You are viewing a plain text version of this content. The canonical link for it is here.
Posted to issues@commons.apache.org by "Nate Paymer (JIRA)" <ji...@apache.org> on 2011/03/12 05:53:59 UTC

[jira] Created: (MATH-546) Truncation issue in KMeansPlusPlusClusterer

Truncation issue in KMeansPlusPlusClusterer
-------------------------------------------

                 Key: MATH-546
                 URL: https://issues.apache.org/jira/browse/MATH-546
             Project: Commons Math
          Issue Type: Bug
    Affects Versions: 3.0
            Reporter: Nate Paymer
            Priority: Minor


The for loop inside KMeansPlusPlusClusterer.chooseInitialClusters defines a variable
  int sum = 0;
This variable should have type double, rather than int.  Using an int causes the method to truncate the distances between points to (square roots of) integers.  It's especially bad when the distances between points are typically less than 1.

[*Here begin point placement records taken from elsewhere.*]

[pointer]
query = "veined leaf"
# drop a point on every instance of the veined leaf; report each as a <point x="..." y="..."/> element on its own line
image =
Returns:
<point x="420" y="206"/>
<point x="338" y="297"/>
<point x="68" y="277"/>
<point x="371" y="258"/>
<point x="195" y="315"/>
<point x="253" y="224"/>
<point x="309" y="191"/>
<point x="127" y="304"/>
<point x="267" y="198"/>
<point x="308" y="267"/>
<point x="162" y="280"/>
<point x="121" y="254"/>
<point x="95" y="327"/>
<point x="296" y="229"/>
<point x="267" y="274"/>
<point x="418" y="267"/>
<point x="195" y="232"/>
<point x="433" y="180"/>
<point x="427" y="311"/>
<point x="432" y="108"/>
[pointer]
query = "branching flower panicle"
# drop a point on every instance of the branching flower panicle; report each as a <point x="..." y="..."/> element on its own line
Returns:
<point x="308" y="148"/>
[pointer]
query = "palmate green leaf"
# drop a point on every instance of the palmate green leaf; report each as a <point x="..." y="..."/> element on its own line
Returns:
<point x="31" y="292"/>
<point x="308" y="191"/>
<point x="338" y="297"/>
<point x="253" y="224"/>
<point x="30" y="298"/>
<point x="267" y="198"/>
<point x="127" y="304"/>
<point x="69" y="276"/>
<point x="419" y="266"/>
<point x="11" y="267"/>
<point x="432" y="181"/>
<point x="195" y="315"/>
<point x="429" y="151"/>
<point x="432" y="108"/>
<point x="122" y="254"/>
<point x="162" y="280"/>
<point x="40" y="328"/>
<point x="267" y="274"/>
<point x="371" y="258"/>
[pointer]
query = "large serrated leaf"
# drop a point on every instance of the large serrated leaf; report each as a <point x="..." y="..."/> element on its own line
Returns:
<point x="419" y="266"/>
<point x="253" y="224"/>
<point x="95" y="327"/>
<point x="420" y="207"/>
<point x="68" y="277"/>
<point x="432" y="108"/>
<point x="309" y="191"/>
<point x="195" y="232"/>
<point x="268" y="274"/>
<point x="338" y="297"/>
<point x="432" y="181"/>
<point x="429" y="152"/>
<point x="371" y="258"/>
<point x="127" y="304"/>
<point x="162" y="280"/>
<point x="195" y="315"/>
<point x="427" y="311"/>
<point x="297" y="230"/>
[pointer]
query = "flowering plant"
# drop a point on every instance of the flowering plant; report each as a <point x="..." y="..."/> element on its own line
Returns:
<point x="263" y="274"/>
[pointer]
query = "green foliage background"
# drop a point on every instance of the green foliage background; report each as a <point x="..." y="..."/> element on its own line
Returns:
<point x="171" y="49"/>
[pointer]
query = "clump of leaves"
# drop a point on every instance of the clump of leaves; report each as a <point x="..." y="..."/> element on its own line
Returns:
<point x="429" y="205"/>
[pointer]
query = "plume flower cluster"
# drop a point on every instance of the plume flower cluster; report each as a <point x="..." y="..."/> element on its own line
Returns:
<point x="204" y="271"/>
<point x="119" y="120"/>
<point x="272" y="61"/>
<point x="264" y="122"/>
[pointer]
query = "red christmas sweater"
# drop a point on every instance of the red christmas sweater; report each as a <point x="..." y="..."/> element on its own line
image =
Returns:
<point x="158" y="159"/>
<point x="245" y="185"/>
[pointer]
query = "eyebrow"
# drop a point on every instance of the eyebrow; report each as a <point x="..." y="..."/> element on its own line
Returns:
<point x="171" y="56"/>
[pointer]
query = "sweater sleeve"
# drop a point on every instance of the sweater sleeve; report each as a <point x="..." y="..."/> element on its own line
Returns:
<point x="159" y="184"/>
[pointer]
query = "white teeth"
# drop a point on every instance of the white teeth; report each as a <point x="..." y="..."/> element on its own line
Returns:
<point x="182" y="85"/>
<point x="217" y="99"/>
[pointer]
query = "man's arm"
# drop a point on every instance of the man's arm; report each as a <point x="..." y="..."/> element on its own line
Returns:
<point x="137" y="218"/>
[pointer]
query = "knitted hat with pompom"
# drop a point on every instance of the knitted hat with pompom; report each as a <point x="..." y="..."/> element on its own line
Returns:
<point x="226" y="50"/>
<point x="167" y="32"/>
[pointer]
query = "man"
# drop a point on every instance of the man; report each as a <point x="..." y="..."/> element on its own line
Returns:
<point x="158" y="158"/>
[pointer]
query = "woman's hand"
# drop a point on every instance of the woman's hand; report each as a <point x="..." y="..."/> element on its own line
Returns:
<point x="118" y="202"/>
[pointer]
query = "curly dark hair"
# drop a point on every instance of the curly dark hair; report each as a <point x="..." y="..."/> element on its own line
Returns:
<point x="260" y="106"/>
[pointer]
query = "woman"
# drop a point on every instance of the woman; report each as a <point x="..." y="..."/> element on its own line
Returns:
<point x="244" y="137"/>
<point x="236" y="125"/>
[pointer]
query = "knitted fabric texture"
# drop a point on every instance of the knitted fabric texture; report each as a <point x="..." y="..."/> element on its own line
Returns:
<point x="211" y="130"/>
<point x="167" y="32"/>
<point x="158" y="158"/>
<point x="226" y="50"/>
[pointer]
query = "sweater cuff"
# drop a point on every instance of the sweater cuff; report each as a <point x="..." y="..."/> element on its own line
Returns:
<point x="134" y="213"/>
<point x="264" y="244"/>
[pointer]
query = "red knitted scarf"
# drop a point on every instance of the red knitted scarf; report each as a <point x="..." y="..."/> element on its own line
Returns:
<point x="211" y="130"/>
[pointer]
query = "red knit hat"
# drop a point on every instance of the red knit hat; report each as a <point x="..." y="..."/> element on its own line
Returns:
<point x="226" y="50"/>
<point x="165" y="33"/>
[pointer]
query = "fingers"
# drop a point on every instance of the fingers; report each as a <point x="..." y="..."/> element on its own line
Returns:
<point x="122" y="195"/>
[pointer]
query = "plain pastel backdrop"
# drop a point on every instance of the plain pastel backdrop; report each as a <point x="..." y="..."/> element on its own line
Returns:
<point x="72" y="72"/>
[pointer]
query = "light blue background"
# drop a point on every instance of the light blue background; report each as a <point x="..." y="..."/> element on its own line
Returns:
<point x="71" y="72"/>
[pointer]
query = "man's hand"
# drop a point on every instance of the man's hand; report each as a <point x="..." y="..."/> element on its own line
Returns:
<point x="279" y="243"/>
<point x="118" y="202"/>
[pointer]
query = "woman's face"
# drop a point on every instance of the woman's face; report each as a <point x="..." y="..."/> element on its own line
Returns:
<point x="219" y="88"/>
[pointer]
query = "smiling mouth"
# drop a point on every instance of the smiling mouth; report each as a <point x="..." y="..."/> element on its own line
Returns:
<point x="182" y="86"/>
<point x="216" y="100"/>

As an aside, in version 2.2, this bug manifested itself by making the clusterer return empty clusters.  I wonder if the EmptyClusterStrategy would still be necessary if this bug were fixed.

--
This message is automatically generated by JIRA.
For more information on JIRA, see: http://www.atlassian.com/software/jira

[jira] Commented: (MATH-546) Truncation issue in KMeansPlusPlusClusterer

Posted by "Luc Maisonobe (JIRA)" <ji...@apache.org>.
    [ https://issues.apache.org/jira/browse/MATH-546?page=com.atlassian.jira.plugin.system.issuetabpanels:comment-tabpanel&focusedCommentId=13006894#comment-13006894 ] 

Luc Maisonobe commented on MATH-546:
------------------------------------

The empty cluster strategy is needed regardless of this bug. It may appear with different conditions and is a feature commonly found in clustering implementations.
This issue can be marked as resolved if the patch has been applied and works.

Thanks to Nate for reporting and fixing the issue, thanks to Gilles for reviewing and applying the patch.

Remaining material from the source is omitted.